落とし物として届いていないか、職員室に見に行かせたようだ。
すると、ヤクモは何故か、草叢の方を探し始める。
当然、そんなところに落ちている訳がない。
勿論、それは猿渡さんが本当に落としていた場合だ。
鍵を見付けたヤクモに、犬丸さんは――どうして、鍵があるのがわかったのか――を聞いたそうだ。ヤクモから真相を聞いて、怒った犬丸さんが、その女子を懲らしめようとした時、ヤクモに止められたそうだ。
ヤクモは戻って来た猿渡さんに、鍵が落ちていた本当の場所ではなく、嘘の場所を教えて別れた。誰かに、嫌がらせをされた――とあっては、猿渡さんもいい気はしないだろう。犬丸さんは――内緒にしておいた方がいい――とヤクモに言われる。

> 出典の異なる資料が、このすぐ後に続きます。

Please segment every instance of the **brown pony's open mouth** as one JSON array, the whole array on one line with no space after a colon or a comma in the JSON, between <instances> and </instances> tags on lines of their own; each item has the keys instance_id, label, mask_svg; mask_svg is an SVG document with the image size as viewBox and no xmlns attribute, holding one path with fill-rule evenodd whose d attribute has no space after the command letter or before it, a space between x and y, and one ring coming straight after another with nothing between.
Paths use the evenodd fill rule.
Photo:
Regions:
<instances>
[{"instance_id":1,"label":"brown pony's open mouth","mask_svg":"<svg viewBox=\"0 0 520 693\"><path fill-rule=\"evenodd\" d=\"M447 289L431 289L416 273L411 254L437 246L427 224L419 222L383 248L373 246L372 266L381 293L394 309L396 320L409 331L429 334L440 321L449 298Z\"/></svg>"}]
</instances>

次にヤクモは、猿渡さんの自転車の鍵を捨てた女子に、一緒にゲームをすることを提案した。鍵を探すのを手伝ったこともあり、ヤクモが間に入ると、簡単に仲間に入ることができた。その後、その女子は、目当ての男子と仲良くなってお終い。
「五月ちゃん――らしいですね」
と熊田さん。僕としては――相変わらず、面倒な遣り方ばかりしているな――と呆れてしまう。結局、ヤクモは得をしていない。
下手をしたら、犬丸さんに殴られていたかも知れない。
「わたしには、真似できないと思いました。すべて力で解決してきましたので――」
と犬丸さん。それはそれで凄い。
「ヤクモは、誰か一人を悪者にして終わらせるのではなく、こう、有耶無耶にしてしまうんです!」
言い得て妙だ。
「それから、わたしは少しずつ、ヤクモの行動を追い掛けるようになりました――他にも、撫子ちゃんから……」
どうやら、長い話になりそうだ。
ヤクモだったら、早々に逃げているところだろう。